(1.) This is a Reference by the District and Sessions Judge of Midnapore under Section 438, Criminal P.C., concerning a conviction of one Atul Chandra Pal under Section 21 read with Section 6(i)(e), Bengal Food Adulteration Act 6 of 1919(B.C.). The accused was sentenced to pay a fine of Rs. 100 for selling and exposing for sale adulterated mustard oil. There seems to be some doubt as to what actually occurred at the time when the Sanitary Inspector, employed by the Midnapore District Board, visited the shop belonging to Pal in company with the Circle Officer, Nagendra Nath Majumdar. It is to be regretted that the learned Magistrate who tried the case did not record in a systematic way the evidence of the two or three witnesses who were called before him. He recorded their evidence in indirect speech which makes it somewhat difficult to ascertain what the sequence of events in the shop really was. But the learned Magistrate has stated in his judgment: The salient facts of this case are admitted. The accused Atul Chandra Pal has got a shop at Fatesingpur, P.S. Garbetta where he stores for sale flour, ghee, mustard oil, kerosine oil, salt, spices, etc. On 15 April 1932 the Sanitary Inspector of the Midnapore District Board visited the shop along with witnesses including Babu Nagendra Nath Majumdar, Sub-Deputy Collector and Circle Officer at Garbetta. In presence of these witnesses the Sanitary Inspector purchased from the agent of the accused, a man named Ambica De, some quantity of oil which the Sanitary Inspector purchased as mustard oil but which the seller insisted on describing as jalani tel" (fuel oil), (vide sale receipt Ex. 1 in the case).

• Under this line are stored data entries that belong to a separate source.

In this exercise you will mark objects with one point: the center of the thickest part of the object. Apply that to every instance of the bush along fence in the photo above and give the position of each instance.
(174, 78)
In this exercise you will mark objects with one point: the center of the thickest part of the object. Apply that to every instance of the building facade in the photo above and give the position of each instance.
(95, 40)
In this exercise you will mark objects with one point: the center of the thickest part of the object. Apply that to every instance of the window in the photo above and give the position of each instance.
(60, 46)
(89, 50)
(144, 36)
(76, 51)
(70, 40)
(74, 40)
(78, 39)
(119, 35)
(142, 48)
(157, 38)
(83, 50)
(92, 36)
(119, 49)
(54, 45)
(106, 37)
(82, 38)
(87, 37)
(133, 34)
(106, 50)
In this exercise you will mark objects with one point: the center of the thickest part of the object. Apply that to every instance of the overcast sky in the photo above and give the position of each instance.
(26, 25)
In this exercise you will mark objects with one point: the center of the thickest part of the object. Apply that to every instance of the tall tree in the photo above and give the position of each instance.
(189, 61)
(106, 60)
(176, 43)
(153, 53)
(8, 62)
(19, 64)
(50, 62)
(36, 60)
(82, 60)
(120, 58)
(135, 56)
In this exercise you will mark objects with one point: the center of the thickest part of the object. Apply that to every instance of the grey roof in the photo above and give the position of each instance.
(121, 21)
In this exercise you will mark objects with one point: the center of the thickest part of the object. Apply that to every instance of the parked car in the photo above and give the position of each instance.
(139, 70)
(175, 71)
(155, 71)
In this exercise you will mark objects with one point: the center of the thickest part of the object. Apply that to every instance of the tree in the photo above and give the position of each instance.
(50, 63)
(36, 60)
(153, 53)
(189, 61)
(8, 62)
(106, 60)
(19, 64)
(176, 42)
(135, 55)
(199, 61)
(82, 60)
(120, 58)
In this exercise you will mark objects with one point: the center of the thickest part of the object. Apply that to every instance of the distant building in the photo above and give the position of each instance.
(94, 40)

(2.) The oil which the Sanitary Inspector, in fact, took was subsequently found, on analysis by the Public Analyst to the Government of Bengal, to be a sample of adulterated mustard oil. In his certificate the Public Analyst says: "It is mustard oil in which linseed oil is present" and he describes it as "adulterated mustard oil." The case sot up for the defence seems to have been that the oil which was taken by the Sanitary Inspector was compounded of a number of different oils including mustard oil and that a notice was displayed in the shop of the accused to that effect and that the tin cannisters containing this oil were marked in letters engraven with acid "jalani tel". It was further said that the article in these cannisters was not intended to be sold as an article of food at all The learned Sessions Judge, in referring the matter to this Court, has suggested that the conviction was wrong in law, because, according to him, there is nothing in the Bengal Food Adulteration Act of 1919 to prevent a shop-keeper from selling or exposing for sale or storing for sale an article which happens to have as one of its ingredients a certain amount of mustard oil, provided always the composite article is not sold or intended to be sold as food for human beings. It seems to me however that in this particular case the learned Sessions Judge has somewhat misread the facts as they are set forth in the judgment of the learned Magistrate who tried the case; though the learned Sessions Judge himself does summaries those facts in this way: The Sanitary Inspector of the District Board, Midnapore, went to the shop on 16 April, 1932 and demanded mustard oil from the shopman. The latter said that he did not sell oil in the name of mustard oil and that the oil stocked was described in the books as jalani tel. The Inspector then demanded and got a sample, which on analysis was found to be adulterated mustard oil. The servant of the shop states that the oil is never used as a food, and that the words "jalani tel" are inscribed in acid on the tin cannisters containing this oil. The shop also contained mustard oil for human consumption. He added that if a customer demanded cheaper oil it was not sold unless he stated the use for which it was required. He states also that the house-holders use ordinary mustard oil for fuel for their oil lamps.
(3.) Upon that statement of facts the learned Sessions Judge said: The Magistrate holds the view that Section 6 of the Act, as interpreted in the case cited, that is to say the case of Rakhal Chandra V/s. Purna Chandra , lays down that in no circumstances can anything containing mustard oil be sold other than pure mustard oil.